From b4ff369f33b570697688a2dedb7cdee71f6c7ad1 Mon Sep 17 00:00:00 2001
From: Stefano Fiorucci <stefanofiorucci@gmail.com>
Date: Wed, 20 Mar 2024 15:52:51 +0100
Subject: [PATCH] Make Document Stores initially skip SparseEmbedding (#606)

---
 .../document_stores/astra/document_store.py   |  9 +++++++
 .../document_stores/chroma/document_store.py  |  8 ++++++
 .../elasticsearch/document_store.py           | 26 ++++++++++++++-----
 .../mongodb_atlas/document_store.py           | 14 +++++++++-
 .../pgvector/document_store.py                | 10 +++++++
 .../pinecone/document_store.py                |  7 +++++
 .../document_stores/qdrant/converters.py      | 14 ++++++++++
 .../weaviate/document_store.py                | 13 ++++++++++
 8 files changed, 94 insertions(+), 7 deletions(-)

diff --git a/integrations/astra/src/haystack_integrations/document_stores/astra/document_store.py b/integrations/astra/src/haystack_integrations/document_stores/astra/document_store.py
index 2f8f0928d..9c0d1ee1d 100644
--- a/integrations/astra/src/haystack_integrations/document_stores/astra/document_store.py
+++ b/integrations/astra/src/haystack_integrations/document_stores/astra/document_store.py
@@ -195,6 +195,15 @@ def _convert_input_document(document: Union[dict, Document]):
                 document_dict["dataframe"] = document_dict.pop("dataframe").to_json()

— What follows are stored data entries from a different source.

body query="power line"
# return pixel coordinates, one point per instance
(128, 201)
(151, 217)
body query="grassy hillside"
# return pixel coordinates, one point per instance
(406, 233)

             if embedding := document_dict.pop("embedding", []):
                 document_dict["$vector"] = embedding
+            if "sparse_embedding" in document_dict:
+                sparse_embedding = document_dict.pop("sparse_embedding", None)
+                if sparse_embedding:
+                    logger.warning(
+                        "Document %s has the `sparse_embedding` field set,"
+                        "but storing sparse embeddings in Astra is not currently supported."
+                        "The `sparse_embedding` field will be ignored.",
+                        document_dict["_id"],
+                    )
 
             return document_dict
 
diff --git a/integrations/chroma/src/haystack_integrations/document_stores/chroma/document_store.py b/integrations/chroma/src/haystack_integrations/document_stores/chroma/document_store.py
index 0db9f832a..6d795f8ca 100644
--- a/integrations/chroma/src/haystack_integrations/document_stores/chroma/document_store.py
+++ b/integrations/chroma/src/haystack_integrations/document_stores/chroma/document_store.py
@@ -189,6 +189,14 @@ def write_documents(self, documents: List[Document], policy: DuplicatePolicy = D
             if doc.embedding is not None:
                 data["embeddings"] = [doc.embedding]
 
+            if hasattr(doc, "sparse_embedding") and doc.sparse_embedding is not None:
+                logger.warning(
+                    "Document %s has the `sparse_embedding` field set,"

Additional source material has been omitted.